How to catch up with it: The show airs on TCM in the UK with Season 3 due to arrive early next year. There’s a dark heart lurking under those wide Wyoming skies and Longmire in fact has more in common with Wallander, that other show about a gloom-ridden loner sleuth, than any US rival. Why should you be watching it? On paper Longmire seems like a throwback to a time when TV shows were gentler and the western was king but don’t let that “crime of the week” vibe fool you. Why don’t you know about it? Because most people only have time for one modern-day western and Justified is a bit flashier. Battlestar Galatica’s Katee Sackhoff steals the show as a big-city detective struggling to cope with small-town life while Lou Diamond Phillips plays Longmire’s closest friend, Henry Standing Bear.
#Banshee tv ratings series#
What’s it about? A detective drama spun off from a series of best-selling books, it follows the trials and tribulations of Walt Longmire (The Matrix’s Robert Taylor), a Wyoming county sheriff still coming to terms with his wife’s death. How to catch up with it: Season 1 is currently available on demand at Sky Go or Blinkbox, or you can buy it on DVD Season 2 returns to Sky Atlantic on 7 July at 10pm. Written by acclaimed literary novelists Jonathan Tropper and David Schickler, Banshee comes across like the result of an all-night speed-writing jag yet its gleeful indulgence in pulp’s conventions – a man with no name, a bad girl trying hard to be good, a sharp-suited villain whose slick words disguise his true evil – is what makes it such fun. Why should you be watching it? This is pulp television at its best, a fast, furious blast of over-the-top plotlines, scenery-chewing villains and tightly shot action scenes. Why don’t you know about it? Because these days there are so many US shows available to watch that it’s impossible to keep track of them all. But his new home isn’t exactly the quiet backwater it appears and his past threatens to catch up with him in the shape of an old flame.

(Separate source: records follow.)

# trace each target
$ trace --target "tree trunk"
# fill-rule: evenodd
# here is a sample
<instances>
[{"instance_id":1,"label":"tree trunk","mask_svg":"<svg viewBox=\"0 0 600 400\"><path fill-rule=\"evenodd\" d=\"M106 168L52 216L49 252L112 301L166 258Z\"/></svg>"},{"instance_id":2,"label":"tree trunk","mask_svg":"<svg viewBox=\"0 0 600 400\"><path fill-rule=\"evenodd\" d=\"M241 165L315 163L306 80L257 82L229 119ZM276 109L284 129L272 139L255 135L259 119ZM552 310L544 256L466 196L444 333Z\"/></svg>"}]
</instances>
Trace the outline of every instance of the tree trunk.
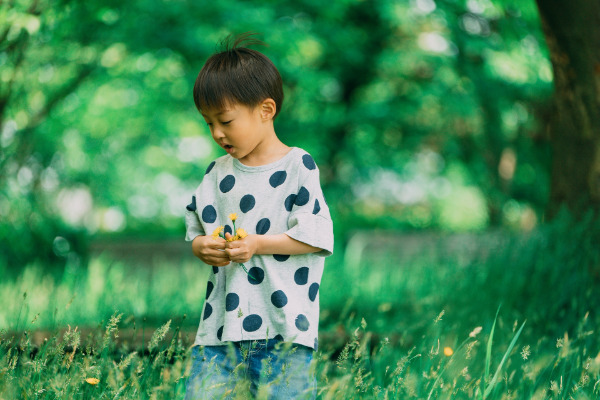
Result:
<instances>
[{"instance_id":1,"label":"tree trunk","mask_svg":"<svg viewBox=\"0 0 600 400\"><path fill-rule=\"evenodd\" d=\"M546 216L600 209L600 1L536 0L554 68Z\"/></svg>"}]
</instances>

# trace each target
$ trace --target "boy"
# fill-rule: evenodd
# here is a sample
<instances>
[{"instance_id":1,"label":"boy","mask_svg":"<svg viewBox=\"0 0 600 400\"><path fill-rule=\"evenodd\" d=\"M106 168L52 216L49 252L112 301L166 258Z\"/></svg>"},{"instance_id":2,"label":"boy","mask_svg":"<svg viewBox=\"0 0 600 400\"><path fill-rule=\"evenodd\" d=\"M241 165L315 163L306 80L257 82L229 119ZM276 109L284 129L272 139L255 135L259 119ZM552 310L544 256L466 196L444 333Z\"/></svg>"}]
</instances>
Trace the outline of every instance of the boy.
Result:
<instances>
[{"instance_id":1,"label":"boy","mask_svg":"<svg viewBox=\"0 0 600 400\"><path fill-rule=\"evenodd\" d=\"M233 45L226 38L194 85L196 108L227 154L210 163L186 207L185 240L212 265L186 399L233 396L239 375L253 396L263 385L269 398L316 397L309 367L333 224L314 160L275 134L281 76L266 56L239 46L264 45L250 35ZM245 231L233 232L230 219Z\"/></svg>"}]
</instances>

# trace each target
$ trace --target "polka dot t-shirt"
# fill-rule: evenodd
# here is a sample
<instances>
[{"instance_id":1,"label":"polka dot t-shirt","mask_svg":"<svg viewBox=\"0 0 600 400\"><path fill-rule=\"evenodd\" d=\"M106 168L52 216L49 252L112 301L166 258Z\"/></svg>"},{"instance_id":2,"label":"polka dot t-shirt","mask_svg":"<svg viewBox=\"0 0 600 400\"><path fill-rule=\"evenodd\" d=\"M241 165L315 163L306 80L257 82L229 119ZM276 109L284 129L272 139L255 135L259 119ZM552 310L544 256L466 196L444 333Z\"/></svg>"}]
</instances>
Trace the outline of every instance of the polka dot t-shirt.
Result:
<instances>
[{"instance_id":1,"label":"polka dot t-shirt","mask_svg":"<svg viewBox=\"0 0 600 400\"><path fill-rule=\"evenodd\" d=\"M318 348L319 285L333 253L333 223L319 168L301 148L271 164L251 167L230 155L210 163L186 207L185 240L219 226L233 234L277 235L321 248L306 254L255 254L244 265L212 267L194 345L268 338ZM254 279L255 278L255 279Z\"/></svg>"}]
</instances>

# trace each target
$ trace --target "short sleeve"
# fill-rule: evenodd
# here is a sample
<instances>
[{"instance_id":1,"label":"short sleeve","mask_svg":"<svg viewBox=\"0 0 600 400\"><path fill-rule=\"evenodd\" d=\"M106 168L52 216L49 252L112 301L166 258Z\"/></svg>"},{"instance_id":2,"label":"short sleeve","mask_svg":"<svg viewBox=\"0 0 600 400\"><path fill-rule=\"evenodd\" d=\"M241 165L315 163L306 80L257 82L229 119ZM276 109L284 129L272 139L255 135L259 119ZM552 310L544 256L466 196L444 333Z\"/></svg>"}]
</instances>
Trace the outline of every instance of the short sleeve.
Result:
<instances>
[{"instance_id":1,"label":"short sleeve","mask_svg":"<svg viewBox=\"0 0 600 400\"><path fill-rule=\"evenodd\" d=\"M196 212L196 196L192 196L192 202L185 207L185 240L191 242L199 235L206 233Z\"/></svg>"},{"instance_id":2,"label":"short sleeve","mask_svg":"<svg viewBox=\"0 0 600 400\"><path fill-rule=\"evenodd\" d=\"M292 239L323 249L312 254L320 257L333 254L333 222L321 190L316 165L308 172L295 195L288 216L288 230L284 233Z\"/></svg>"}]
</instances>

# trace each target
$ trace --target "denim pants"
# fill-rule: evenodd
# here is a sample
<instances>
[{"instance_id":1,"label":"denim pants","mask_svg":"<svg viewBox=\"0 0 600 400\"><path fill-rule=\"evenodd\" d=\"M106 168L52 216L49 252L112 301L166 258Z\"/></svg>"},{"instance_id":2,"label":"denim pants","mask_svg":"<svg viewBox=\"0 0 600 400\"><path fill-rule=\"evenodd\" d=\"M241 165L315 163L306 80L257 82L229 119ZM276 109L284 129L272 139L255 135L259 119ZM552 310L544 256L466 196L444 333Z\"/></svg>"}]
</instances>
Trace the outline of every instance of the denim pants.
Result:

What’s it about? An ex-con on the run assumes a new identity as sheriff in the Pennsylvanian town of Banshee. And what better time to unearth them than during these lean televisual times when the schedules are wall-to-wall World Cup and, as of tomorrow, Wimbledon? So, should you need a break from the footie/tennis here’s our guide to the truly underrated series that you should be catching up on in coming weeks:

Indeed, the cultural conversation on this side of the Atlantic is so dominated by a few shows – Game of Thrones, Line of Duty, Broadchurch, Breaking Bad – that it’s easy to miss some real gems. Laid-back criminals with secrets to hide, dodgy dames with back-stories darker than sin, and straight-shooting lawmen on a mission – it can only be Banshee, which returns to Sky Atlantic next month.īut if at this point you’re saying “what on earth’s Banshee?” then you’re not alone now on its second series, this neo-noir, from True Blood/Six Feet Under maestro Alan Ball, has barely created a ripple on these shores, despite being a pulp-tastic riot.